State demographers note that Alaska’s population has been aging and Anchorage and Fairbanks’ populations have notably shrunk over the past decade, but that hasn’t been consistent statewide, with a younger population in northern and southwest Alaska and an increase in school-age kids.
The COVID-19 pandemic saw homeschooling numbers jump and fewer students in brick-and-mortar schools. Current enrollment numbers won’t be known until November, but projections from last year suggest they will stay largely flat statewide from pre-pandemic levels.
Anchorage Democratic Rep. Harriet Drummond, co-chair of the House Education Committee, said the first priority for legislators who return to Juneau should be looking at reimplementing a defined benefits scheme for teachers and other public sector workers, “because it’s impacting every area of state employment, and local government employment and school district employment.”
In 2006, a more generous teacher retirement program ended for new employees with a multibillion-dollar unfunded liability and concerns over rising costs. The lack of a defined benefit scheme has been cited as a leading reason for continuing recruitment and retention challenges of teachers across Alaska.
Begich said it would be critical for legislative leaders, and whoever sits in the governor’s office next year, to hammer out a plan and decide that they want to move a substantial school funding policy forward together.
“If they want to make it a political game, the only people that are going to lose are the kids in Alaska,” he said. “And that’s a fact.”

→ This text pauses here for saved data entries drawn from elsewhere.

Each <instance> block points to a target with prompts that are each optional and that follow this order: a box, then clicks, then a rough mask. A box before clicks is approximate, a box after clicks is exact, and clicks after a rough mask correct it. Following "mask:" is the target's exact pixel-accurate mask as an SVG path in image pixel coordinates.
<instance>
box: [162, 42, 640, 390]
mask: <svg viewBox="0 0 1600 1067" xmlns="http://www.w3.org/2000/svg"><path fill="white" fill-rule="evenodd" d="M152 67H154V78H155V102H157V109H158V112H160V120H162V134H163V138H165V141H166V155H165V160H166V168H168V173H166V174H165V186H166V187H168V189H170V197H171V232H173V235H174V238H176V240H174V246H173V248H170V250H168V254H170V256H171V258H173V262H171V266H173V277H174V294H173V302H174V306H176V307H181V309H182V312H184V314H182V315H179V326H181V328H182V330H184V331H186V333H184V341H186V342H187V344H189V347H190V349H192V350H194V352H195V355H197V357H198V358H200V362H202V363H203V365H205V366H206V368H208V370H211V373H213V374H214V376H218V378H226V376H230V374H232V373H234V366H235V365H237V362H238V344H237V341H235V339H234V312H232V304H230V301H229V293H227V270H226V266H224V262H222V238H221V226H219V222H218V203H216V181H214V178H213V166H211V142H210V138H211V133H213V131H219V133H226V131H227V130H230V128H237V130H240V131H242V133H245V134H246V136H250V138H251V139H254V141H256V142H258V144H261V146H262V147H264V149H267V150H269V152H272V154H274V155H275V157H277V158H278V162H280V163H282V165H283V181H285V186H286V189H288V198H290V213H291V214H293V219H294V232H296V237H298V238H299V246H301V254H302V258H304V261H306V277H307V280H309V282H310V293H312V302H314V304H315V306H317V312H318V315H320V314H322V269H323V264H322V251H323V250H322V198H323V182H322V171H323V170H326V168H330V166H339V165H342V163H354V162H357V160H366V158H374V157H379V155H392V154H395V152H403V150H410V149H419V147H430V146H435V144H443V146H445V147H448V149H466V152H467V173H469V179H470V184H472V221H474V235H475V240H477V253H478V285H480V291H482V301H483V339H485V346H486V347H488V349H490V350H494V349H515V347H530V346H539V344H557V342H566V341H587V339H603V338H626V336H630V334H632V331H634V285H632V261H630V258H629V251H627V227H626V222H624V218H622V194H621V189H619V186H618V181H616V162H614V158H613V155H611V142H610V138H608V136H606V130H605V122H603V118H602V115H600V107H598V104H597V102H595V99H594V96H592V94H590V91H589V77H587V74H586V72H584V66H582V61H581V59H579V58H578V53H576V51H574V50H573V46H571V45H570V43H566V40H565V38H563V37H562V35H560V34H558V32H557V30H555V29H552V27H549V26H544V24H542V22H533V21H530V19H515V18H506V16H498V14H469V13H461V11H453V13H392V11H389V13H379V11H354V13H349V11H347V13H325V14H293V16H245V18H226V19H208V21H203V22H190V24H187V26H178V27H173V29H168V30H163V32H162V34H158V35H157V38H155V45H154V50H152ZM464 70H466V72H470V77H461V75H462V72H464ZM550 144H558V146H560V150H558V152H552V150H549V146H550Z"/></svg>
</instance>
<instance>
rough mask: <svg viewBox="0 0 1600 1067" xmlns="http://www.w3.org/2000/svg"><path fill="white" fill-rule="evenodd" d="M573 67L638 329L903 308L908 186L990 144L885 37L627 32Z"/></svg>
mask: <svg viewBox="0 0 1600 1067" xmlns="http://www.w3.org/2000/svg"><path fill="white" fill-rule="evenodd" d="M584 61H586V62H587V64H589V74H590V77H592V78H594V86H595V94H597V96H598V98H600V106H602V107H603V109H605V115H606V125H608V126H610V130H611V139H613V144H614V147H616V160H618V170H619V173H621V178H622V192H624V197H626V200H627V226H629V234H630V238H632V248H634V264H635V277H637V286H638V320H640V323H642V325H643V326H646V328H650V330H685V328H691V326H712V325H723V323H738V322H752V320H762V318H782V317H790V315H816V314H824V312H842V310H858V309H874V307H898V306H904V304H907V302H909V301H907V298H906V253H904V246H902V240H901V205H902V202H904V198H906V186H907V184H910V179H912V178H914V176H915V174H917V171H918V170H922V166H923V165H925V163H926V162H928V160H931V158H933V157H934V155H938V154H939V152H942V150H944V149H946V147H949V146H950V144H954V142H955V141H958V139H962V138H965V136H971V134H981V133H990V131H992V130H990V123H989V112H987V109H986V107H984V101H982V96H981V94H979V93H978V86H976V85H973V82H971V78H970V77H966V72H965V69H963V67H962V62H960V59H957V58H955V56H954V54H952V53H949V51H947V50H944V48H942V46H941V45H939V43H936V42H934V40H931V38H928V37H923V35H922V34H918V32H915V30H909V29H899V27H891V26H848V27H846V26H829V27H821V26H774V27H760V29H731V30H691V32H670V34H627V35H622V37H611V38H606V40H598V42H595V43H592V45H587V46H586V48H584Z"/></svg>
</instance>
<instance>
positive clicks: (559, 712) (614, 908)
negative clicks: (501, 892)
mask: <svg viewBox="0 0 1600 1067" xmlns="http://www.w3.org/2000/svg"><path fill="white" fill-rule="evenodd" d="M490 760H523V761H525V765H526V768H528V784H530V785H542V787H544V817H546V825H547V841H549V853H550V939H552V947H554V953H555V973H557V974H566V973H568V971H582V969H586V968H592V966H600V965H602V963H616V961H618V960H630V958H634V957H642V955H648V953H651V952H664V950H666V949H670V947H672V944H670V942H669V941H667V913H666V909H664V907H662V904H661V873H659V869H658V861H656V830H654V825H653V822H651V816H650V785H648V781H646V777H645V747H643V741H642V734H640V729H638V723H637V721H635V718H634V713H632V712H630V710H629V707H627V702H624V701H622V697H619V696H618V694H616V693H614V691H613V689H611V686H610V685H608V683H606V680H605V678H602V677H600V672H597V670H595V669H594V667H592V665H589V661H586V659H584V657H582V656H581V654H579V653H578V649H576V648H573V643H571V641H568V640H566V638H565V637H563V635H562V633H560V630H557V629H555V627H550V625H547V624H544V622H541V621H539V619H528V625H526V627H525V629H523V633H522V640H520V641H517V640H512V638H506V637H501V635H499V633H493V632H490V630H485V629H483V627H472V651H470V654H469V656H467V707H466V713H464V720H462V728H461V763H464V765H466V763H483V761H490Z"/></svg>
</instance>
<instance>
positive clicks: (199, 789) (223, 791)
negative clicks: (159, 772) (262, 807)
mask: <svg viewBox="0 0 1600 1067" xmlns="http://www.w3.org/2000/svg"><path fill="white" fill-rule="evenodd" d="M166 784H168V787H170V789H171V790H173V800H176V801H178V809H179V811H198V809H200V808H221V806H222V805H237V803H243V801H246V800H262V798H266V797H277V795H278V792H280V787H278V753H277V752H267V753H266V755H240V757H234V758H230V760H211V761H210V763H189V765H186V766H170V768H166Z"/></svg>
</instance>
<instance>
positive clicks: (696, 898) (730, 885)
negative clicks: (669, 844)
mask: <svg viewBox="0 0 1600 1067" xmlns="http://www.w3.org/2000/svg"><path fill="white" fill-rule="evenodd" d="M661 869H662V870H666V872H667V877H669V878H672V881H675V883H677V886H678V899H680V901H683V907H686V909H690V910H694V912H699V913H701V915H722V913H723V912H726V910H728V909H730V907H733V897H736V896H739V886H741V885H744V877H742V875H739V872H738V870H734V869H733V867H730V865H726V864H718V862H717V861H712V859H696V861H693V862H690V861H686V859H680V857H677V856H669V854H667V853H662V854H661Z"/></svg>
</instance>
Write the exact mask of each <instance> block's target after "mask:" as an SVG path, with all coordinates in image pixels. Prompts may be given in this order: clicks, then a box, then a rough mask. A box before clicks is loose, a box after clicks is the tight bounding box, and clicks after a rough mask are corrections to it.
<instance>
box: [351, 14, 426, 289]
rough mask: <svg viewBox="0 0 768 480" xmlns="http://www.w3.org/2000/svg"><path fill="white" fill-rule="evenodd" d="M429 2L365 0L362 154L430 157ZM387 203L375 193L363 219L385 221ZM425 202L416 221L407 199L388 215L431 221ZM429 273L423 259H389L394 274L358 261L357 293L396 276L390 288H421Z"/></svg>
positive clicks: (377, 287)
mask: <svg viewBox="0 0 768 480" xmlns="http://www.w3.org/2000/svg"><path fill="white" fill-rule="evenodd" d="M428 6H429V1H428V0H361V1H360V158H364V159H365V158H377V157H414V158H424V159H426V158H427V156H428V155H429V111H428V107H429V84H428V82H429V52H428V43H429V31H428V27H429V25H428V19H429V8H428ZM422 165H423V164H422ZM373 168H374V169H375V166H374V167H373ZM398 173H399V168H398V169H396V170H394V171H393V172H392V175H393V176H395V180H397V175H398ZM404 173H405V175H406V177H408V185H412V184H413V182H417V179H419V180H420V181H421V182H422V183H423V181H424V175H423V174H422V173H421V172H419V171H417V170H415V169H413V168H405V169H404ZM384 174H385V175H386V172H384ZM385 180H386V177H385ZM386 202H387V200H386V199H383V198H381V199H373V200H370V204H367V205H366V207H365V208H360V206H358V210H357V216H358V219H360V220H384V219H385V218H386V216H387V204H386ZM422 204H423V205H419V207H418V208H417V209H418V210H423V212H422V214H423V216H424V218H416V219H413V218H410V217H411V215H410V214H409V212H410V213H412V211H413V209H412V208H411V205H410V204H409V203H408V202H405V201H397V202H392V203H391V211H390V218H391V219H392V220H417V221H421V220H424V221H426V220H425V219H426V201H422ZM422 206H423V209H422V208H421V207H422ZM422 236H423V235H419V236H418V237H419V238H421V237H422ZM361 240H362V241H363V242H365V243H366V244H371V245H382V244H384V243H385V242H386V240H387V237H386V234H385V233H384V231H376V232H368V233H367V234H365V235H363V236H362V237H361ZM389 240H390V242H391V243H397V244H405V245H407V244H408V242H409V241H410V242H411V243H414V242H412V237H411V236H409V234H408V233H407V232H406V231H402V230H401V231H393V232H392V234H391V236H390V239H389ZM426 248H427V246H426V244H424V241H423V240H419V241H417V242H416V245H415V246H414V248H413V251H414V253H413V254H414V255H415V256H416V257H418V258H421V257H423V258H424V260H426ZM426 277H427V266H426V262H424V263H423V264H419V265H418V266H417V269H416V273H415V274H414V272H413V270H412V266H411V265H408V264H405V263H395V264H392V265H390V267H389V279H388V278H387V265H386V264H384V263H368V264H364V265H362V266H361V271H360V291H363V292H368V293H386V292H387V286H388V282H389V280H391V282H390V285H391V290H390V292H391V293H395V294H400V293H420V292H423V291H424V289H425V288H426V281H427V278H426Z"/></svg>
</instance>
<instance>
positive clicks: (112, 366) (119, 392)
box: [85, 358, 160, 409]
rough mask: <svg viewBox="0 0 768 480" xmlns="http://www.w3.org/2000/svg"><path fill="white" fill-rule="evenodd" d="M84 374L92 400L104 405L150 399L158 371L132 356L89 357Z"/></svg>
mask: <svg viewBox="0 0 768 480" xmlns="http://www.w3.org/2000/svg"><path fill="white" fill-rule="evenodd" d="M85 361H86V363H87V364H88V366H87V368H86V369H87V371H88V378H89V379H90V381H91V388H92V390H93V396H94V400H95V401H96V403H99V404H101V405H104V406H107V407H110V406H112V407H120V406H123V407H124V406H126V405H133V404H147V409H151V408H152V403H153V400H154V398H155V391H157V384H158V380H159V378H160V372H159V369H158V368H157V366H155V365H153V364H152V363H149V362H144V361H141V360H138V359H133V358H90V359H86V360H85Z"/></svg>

Democratic former state legislator Les Gara has said that improving public education is a priority for him if he’s elected governor, as has former independent Gov. Bill Walker. When asked how Dunleavy would address the funding crunch if he’s reelected, a spokesperson for his office said the governor’s budget proposal for the next fiscal year is still being prepared, but that it “will contain funding for public safety, education and other essential public services.”
For public education advocates, the fiscal cliff approaching for school districts was seen a long time ago. Programs have been cut, and positions like mental health counselors have been eliminated or shared across schools.
“This isn’t anything new,” said Tom Klaameyer, president of the National Education Association of Alaska. “This is something we’ve been talking about for years. It’s worse now. It needs to be addressed, more than ever.”